Analyzing a run with an LLM

The fastest way to improve an agent: give the trace to a capable model.

Grab the conversation file: conversations/<id>.ndjson.
Paste it (or the relevant events) to Claude/GPT with a prompt like:
"This is an NC-Pilot agent trace. The agent kept re-clicking the same element instead of finding the 'Apply' button. Look at the model_request and tool_result events and tell me what to change in the system prompt or tool descriptions."

The model_request events are the most valuable — they show the model's exact input.

Privacy & data

Everything runs locally. This server makes no outbound connections.
debug-events.ndjson and conversations/ can contain page content, URLs, and form text from whatever the agent read. Treat them as sensitive.
Both are git-ignored by default.
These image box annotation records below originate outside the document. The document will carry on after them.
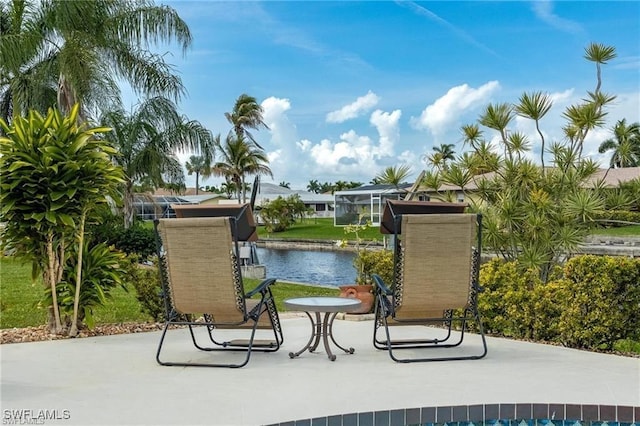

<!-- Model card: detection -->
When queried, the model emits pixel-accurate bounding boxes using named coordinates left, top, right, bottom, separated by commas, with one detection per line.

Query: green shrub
left=478, top=256, right=640, bottom=350
left=478, top=259, right=542, bottom=338
left=91, top=216, right=156, bottom=261
left=353, top=249, right=393, bottom=285
left=556, top=256, right=640, bottom=350
left=121, top=254, right=165, bottom=322
left=594, top=210, right=640, bottom=227
left=54, top=244, right=131, bottom=328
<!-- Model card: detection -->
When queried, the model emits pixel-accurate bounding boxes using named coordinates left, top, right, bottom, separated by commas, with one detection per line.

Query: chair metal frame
left=154, top=217, right=284, bottom=368
left=373, top=213, right=487, bottom=363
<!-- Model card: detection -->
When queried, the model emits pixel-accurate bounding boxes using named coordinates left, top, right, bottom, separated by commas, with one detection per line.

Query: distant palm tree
left=0, top=0, right=191, bottom=123
left=185, top=155, right=211, bottom=195
left=100, top=97, right=215, bottom=228
left=427, top=143, right=456, bottom=170
left=307, top=179, right=322, bottom=194
left=479, top=103, right=513, bottom=158
left=211, top=134, right=273, bottom=203
left=224, top=93, right=269, bottom=149
left=514, top=92, right=553, bottom=173
left=598, top=118, right=640, bottom=168
left=374, top=165, right=411, bottom=189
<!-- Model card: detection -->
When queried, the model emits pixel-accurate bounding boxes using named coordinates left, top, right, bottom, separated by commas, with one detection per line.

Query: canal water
left=256, top=247, right=356, bottom=286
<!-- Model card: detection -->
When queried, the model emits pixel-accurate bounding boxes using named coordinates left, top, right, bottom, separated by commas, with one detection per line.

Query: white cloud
left=326, top=90, right=380, bottom=123
left=260, top=96, right=297, bottom=146
left=369, top=109, right=402, bottom=157
left=532, top=0, right=584, bottom=34
left=410, top=81, right=500, bottom=138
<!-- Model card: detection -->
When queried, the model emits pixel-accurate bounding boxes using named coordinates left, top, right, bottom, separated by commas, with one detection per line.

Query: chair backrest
left=394, top=213, right=477, bottom=319
left=157, top=217, right=246, bottom=323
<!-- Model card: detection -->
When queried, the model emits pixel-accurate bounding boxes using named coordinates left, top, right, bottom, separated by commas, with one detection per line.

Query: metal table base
left=289, top=312, right=355, bottom=361
left=284, top=296, right=362, bottom=361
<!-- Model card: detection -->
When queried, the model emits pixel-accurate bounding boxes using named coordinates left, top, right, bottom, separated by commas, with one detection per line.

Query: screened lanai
left=333, top=184, right=411, bottom=226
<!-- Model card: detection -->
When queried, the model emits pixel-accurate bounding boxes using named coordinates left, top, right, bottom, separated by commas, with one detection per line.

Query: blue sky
left=149, top=1, right=640, bottom=189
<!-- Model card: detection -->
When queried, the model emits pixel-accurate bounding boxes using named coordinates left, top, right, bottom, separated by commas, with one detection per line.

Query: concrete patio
left=0, top=315, right=640, bottom=425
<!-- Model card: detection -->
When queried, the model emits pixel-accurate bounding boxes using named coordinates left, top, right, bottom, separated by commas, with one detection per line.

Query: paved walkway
left=0, top=317, right=640, bottom=425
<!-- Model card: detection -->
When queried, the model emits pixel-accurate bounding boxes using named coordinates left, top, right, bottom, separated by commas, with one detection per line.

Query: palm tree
left=184, top=155, right=211, bottom=195
left=211, top=134, right=273, bottom=203
left=307, top=179, right=322, bottom=194
left=374, top=165, right=411, bottom=189
left=100, top=97, right=216, bottom=228
left=514, top=92, right=553, bottom=173
left=598, top=118, right=640, bottom=168
left=224, top=93, right=269, bottom=149
left=0, top=0, right=191, bottom=123
left=479, top=103, right=513, bottom=157
left=563, top=43, right=617, bottom=157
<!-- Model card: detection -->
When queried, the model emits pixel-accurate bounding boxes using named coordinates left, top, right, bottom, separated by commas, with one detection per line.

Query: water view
left=257, top=247, right=356, bottom=286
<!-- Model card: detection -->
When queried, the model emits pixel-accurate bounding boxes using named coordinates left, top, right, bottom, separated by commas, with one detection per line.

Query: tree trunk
left=45, top=232, right=63, bottom=334
left=122, top=180, right=134, bottom=229
left=69, top=211, right=87, bottom=337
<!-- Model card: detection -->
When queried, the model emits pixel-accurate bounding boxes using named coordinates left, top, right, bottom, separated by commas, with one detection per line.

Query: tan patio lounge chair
left=155, top=217, right=284, bottom=367
left=373, top=208, right=487, bottom=362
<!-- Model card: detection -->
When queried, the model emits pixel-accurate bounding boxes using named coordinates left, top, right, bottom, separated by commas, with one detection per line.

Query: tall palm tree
left=211, top=134, right=273, bottom=203
left=100, top=97, right=216, bottom=227
left=427, top=143, right=456, bottom=170
left=479, top=103, right=513, bottom=157
left=184, top=155, right=211, bottom=195
left=307, top=179, right=322, bottom=194
left=0, top=0, right=191, bottom=123
left=0, top=0, right=57, bottom=123
left=224, top=93, right=269, bottom=149
left=598, top=118, right=640, bottom=168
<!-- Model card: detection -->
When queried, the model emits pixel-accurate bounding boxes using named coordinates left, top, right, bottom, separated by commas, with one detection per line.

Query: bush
left=478, top=256, right=640, bottom=350
left=353, top=249, right=393, bottom=286
left=121, top=254, right=165, bottom=322
left=91, top=215, right=156, bottom=261
left=478, top=259, right=542, bottom=339
left=557, top=256, right=640, bottom=350
left=594, top=210, right=640, bottom=227
left=52, top=244, right=126, bottom=328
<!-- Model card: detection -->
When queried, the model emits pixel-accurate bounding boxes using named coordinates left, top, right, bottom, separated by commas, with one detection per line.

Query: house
left=248, top=182, right=334, bottom=218
left=133, top=183, right=333, bottom=220
left=133, top=188, right=227, bottom=220
left=333, top=183, right=412, bottom=226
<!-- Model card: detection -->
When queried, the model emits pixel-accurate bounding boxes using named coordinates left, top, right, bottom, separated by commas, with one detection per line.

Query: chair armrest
left=371, top=274, right=393, bottom=296
left=244, top=278, right=276, bottom=299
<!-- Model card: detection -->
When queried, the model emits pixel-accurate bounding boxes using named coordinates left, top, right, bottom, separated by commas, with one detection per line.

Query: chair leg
left=374, top=308, right=487, bottom=363
left=156, top=321, right=258, bottom=368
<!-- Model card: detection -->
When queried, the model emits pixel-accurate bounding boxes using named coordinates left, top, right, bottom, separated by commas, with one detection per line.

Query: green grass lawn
left=258, top=218, right=382, bottom=241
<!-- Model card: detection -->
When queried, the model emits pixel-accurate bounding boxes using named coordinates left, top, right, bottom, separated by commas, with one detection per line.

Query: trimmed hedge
left=594, top=210, right=640, bottom=228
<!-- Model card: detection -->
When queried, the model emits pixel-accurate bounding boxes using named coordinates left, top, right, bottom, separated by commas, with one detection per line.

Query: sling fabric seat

Do not commit or publish captured traces — scrub or delete them before sharing.

Project layout

nc-pilot-debug-server/
  server.js            # the whole server (zero deps)
  cli.js               # start/stop/status/restart wrapper (the `bin`)
  package.json         # bin + npm scripts
  README.md
  conversations/       # generated: per-conversation NDJSON (git-ignored)
  debug-events.ndjson  # generated: combined log (git-ignored)
  .debug-server.pid    # generated: background PID (git-ignored)

License

MIT — do whatever you want. (Add a LICENSE file before publishing.)